Bardziej i mniej spodziewane
Wolverine. Staruszek Logan to komiks pełen paradoksów. Z jednej strony doskonale wiemy, jak się zakończy. Możemy przewidzieć, do czego posunie się zarówno sam Rosomak, jak i jego przeciwnicy. A jednak trzyma nas w napięciu i potrafi mimo wszystko zaskoczyć. Najciekawszym twistem fabularnym, a jednocześnie tajemnicą, na której odkrycie czekamy, jest to, dlaczego Logan postanowił nigdy więcej nie wysuwać swoich szponów. Kiedy już dowiadujemy się, w jaki sposób wrogowie złamali Wolverine’a, jednocześnie nie dowierzamy i mu współczujemy. Ale też liczymy, że wreszcie zmieni on zdanie i skopie tyłek komu trzeba.

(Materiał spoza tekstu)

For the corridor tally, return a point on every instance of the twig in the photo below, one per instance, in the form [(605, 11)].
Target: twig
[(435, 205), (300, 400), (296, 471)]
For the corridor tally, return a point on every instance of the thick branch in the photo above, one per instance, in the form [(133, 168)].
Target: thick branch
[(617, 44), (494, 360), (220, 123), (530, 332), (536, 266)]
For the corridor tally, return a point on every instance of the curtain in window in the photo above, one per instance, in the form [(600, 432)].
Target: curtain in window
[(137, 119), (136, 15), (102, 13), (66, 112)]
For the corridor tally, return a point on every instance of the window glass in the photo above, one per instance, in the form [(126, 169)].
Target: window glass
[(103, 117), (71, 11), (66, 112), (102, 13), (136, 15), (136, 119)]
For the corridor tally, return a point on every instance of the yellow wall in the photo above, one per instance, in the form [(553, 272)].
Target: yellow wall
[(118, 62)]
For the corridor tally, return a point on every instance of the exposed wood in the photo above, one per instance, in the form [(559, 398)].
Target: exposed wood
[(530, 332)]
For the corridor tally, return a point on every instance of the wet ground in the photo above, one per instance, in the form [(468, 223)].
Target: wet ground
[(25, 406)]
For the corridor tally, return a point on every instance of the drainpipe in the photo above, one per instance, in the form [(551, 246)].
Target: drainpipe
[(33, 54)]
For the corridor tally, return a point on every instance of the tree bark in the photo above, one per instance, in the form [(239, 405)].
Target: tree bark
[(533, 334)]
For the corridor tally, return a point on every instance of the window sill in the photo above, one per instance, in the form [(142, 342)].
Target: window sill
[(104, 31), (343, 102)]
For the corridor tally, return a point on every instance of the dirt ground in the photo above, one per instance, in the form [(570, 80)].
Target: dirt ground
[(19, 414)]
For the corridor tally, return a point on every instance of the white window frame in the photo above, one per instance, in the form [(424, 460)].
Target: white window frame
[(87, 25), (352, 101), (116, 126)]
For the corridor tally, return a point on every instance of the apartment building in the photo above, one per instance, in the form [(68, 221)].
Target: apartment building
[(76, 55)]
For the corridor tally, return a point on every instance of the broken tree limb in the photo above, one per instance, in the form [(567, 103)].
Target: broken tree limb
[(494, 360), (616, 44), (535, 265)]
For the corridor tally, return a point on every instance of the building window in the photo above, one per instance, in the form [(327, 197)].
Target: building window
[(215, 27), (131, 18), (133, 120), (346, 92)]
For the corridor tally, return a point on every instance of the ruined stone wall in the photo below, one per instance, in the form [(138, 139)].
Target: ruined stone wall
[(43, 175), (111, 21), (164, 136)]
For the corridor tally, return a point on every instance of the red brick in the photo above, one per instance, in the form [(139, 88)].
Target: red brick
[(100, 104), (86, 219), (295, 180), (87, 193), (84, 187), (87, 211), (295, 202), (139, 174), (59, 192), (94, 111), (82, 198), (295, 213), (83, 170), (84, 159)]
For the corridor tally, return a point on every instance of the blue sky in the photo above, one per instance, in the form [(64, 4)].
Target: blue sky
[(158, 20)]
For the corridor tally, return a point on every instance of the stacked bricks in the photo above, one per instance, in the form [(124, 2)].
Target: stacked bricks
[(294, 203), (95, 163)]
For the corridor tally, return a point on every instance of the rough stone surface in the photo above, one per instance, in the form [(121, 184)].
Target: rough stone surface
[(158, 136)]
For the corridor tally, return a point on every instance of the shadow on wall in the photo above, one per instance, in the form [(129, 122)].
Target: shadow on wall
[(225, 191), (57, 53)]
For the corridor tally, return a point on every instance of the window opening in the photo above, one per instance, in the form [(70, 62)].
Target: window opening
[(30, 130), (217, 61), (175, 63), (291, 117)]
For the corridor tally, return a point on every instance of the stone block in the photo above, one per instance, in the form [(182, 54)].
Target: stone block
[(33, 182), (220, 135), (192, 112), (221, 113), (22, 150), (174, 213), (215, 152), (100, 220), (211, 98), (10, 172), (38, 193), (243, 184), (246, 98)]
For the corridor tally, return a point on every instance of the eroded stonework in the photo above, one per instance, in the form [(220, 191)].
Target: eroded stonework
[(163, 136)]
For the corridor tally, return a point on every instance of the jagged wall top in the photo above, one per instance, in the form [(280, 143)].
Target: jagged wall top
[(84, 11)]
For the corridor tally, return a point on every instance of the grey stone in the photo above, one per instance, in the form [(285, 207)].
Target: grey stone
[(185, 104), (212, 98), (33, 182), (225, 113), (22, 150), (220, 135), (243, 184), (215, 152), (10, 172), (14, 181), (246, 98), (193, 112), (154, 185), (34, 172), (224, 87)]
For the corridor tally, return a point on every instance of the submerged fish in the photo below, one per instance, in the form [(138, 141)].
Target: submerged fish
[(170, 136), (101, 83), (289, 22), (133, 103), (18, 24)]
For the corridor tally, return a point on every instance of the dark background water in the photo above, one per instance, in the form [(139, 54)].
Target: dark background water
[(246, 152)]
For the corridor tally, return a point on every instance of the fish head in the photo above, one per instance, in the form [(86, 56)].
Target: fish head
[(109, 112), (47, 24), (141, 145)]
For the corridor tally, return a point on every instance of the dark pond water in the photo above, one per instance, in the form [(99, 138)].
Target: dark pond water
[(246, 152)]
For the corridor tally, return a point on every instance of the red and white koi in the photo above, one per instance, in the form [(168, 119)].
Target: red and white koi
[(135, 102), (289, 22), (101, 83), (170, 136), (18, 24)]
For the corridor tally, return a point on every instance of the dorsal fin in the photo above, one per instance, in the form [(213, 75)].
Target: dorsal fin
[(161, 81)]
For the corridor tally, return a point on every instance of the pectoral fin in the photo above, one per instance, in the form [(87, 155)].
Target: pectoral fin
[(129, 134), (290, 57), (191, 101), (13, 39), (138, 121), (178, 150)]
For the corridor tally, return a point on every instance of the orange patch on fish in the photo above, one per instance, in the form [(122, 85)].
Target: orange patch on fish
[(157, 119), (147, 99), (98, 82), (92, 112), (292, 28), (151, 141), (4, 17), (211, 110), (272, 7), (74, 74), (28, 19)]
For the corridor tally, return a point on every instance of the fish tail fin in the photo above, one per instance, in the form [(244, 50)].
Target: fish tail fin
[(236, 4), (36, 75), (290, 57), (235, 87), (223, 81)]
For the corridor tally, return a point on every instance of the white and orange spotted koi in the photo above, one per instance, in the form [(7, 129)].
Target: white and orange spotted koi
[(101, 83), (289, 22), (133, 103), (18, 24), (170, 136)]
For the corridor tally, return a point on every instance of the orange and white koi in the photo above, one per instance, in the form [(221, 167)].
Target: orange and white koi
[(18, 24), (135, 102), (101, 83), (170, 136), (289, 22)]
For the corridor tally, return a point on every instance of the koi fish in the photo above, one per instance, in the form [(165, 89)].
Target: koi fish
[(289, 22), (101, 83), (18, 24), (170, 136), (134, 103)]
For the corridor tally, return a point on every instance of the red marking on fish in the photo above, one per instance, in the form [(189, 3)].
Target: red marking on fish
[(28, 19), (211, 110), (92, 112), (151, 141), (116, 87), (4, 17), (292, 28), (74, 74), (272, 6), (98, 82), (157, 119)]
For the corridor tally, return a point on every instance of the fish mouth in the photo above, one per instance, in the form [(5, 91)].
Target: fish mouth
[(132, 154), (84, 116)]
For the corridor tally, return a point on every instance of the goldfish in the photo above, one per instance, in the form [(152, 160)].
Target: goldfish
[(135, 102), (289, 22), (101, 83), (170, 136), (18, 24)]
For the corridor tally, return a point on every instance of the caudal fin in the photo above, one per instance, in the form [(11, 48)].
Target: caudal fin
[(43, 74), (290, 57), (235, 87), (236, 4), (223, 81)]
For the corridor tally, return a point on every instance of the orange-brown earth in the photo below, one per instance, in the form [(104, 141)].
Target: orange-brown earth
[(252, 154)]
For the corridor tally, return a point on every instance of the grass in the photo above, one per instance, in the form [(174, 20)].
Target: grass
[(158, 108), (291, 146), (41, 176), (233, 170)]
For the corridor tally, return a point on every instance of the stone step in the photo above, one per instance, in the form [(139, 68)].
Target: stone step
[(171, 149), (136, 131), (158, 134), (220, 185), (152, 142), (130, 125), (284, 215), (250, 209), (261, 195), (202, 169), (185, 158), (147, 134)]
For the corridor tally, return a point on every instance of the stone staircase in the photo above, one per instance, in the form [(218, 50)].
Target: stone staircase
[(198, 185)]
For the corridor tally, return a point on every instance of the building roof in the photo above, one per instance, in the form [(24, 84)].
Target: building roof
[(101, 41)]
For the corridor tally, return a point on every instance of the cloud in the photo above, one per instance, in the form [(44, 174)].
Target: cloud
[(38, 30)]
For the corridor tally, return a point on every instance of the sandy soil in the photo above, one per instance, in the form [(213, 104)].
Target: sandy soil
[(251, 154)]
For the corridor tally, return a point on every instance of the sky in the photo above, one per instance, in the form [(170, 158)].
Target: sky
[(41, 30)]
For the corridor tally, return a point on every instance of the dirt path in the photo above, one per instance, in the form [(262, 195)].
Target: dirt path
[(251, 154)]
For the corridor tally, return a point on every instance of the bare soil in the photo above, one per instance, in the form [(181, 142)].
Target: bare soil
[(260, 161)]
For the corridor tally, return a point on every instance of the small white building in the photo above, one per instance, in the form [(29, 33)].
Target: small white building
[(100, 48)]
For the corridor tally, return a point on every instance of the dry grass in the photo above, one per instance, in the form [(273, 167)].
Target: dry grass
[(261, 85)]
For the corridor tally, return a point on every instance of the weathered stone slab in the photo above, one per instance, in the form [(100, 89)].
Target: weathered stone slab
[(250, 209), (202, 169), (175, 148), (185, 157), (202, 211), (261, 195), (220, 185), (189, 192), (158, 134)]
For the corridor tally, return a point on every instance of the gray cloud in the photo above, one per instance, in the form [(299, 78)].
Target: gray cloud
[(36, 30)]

Na dużą pochwałę zasługuje tu utrzymanie odpowiedniego klimatu. Jest on gęsty, ciężki i mroczny. Świat zniszczony przez złoczyńców, wyjałowiony, pełen wychudzonych i brudnych ludzi sprawia, że możemy poczuć przygnębienie. Ta postapokaliptyczna wizja świata nie należy do najwspanialszych. Całości dopełnia ciągły rozlew krwi. Komiks skierowany jest do osób pełnoletnich. Twórcy nie zawahali się w nim pokazać śmierci poprzez dekapitacje, rozrywanie na strzępy czy rozstrzeliwanie. Członki ciała i wnętrzności co rusz latają przed naszymi oczyma, choć przyznać należy, że nie na samej masakrze ten zeszyt się opiera. Udało się więc zbalansować proporcje pomiędzy przygnębiającym widokiem nędzy a rzezią.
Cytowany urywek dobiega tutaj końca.